Anyhow, I will retract myself from the deep end of thought and concentrate on the bus I need to take in 20 minutes. I am going through the fragments of Spanish I need to conjure up and rebate if someone speaks to me. It's a game of chess and I am preparing my idiomatic moves, be prepared spainiards, I shall be one of you soon! 

All the best to anyone reading this, and dear mum and dad, I love you. 

-Coltrane

Monday, 26 September 2016

Dear Grandma,

Dear Grandma, I am growing old. I understood this because I recently cried in frustration. It wasn’t necessarily tears of pain or sadness, just helplessness. I wanted more than anything to pause… moments to stand still. I kept running so that I could keep up with the sun but it darted too quickly below the hill. Now I am running in the dark…again. I guess I feel old because now I realise I continue to play the same old game. My ball of wool is only behind the chair; my kitten paws have realised there is no magic besides that of my owners arm maliciously toying with my youth.

Oh please would you stop being a brute and just let me have the damn thing already?

Alas, life is not as easy as a kitten playing with a spool of wool, but it like you have taught me many things about myself that I will not numerate here. While my head banged and clambered with names dates and fictions of a person I do not know who I am meant to be, I finally had enough, and with good timing because my degree was over. The marathon finished. My muscles are sore and my jaw aches from the numerous moments of small talk, the countless days of repeating the mantra, be better, pursue your future, be the change you want to see in the world. It’s really all so heavy, surely Atlas did not feel nearly as much pressure as a young man trying to set out his course from his youth? There is too much pressed into me, I won’t point fingers because it comes from all places at once, from myself most of all.

That is why I decided to go for a walk. 

It’s a rather long walk, a little over 800 kilometres or so, but not nearly as audacious as others. I read somewhere that as a medieval pilgrimage it is not nearly as pretentious as the pilgrimages to Rome or Jerusalem where the journey really is about the destination. No…as I gather the way to Santiago de Compostela is all about the walk, the people you meet, and the moments you have to reflect, maybe some form of spiritual transcendence…I am yet to believe. I am not a medieval pilgrim nor do I feel all that religious.

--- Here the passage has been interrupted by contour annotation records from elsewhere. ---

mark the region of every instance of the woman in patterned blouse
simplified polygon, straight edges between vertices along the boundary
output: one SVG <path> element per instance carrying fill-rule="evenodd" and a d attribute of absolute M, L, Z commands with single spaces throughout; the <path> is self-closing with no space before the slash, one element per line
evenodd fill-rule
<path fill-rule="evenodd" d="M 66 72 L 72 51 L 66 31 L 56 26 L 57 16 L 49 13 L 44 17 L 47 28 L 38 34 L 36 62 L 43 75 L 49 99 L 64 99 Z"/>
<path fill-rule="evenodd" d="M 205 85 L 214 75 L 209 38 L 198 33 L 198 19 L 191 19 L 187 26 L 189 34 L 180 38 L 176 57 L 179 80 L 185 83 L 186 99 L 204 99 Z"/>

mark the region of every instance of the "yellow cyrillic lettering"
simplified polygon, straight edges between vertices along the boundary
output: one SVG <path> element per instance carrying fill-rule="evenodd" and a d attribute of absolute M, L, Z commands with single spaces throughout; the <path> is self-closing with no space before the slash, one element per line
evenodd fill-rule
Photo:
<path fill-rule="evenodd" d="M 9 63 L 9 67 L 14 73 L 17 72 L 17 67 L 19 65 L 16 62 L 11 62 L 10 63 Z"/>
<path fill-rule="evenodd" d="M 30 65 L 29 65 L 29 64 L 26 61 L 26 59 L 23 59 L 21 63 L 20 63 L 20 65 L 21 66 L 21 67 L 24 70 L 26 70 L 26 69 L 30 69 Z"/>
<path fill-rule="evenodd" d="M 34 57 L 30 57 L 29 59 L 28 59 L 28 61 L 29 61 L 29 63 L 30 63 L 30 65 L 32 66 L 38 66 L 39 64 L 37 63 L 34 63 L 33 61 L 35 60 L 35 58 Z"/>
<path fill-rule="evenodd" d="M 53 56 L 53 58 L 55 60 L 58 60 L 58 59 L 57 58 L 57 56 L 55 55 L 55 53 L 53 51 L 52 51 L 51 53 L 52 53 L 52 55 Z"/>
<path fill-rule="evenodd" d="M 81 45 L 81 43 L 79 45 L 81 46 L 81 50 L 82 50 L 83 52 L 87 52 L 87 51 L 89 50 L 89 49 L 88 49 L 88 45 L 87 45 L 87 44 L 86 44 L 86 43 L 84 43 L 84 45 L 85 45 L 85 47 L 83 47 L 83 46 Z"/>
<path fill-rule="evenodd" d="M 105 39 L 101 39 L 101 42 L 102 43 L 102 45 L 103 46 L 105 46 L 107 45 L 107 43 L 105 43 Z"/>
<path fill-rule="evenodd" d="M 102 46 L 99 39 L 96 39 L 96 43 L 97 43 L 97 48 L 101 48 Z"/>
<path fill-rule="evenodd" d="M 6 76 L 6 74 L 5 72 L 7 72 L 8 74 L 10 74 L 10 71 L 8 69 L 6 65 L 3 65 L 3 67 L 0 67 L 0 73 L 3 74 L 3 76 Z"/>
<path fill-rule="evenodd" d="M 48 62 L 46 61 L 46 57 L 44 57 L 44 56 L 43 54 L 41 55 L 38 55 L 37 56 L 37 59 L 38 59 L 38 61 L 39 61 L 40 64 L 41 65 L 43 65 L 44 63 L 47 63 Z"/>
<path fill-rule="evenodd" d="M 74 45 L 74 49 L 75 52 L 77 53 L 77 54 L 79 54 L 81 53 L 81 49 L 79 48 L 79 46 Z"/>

That being said, I wanted to embark on a walk because the joy of walking is you can only go as fast as your own two feet; you are limited by yourself, but my how much freedom that gives you!

You mentioned before I left you last that you wanted me to start a blog to keep you updated on my life, my comings and goings and everything in between. I am notoriously terrible at keeping in touch with anyone, it does not mean I do not love you, nor do I not wish to see you; it just means I am still diligently playing the same game of chasing after the sun. Hoping to find one more drop of existence to settle my belly on a cold night. I will attempt to keep this blog updated as thoughtfully as I can, I know I will have a lot of time each day to muse over each post and I sincerely hope you enjoy it.

All the best grandma, and you know, you are getting younger by the minute!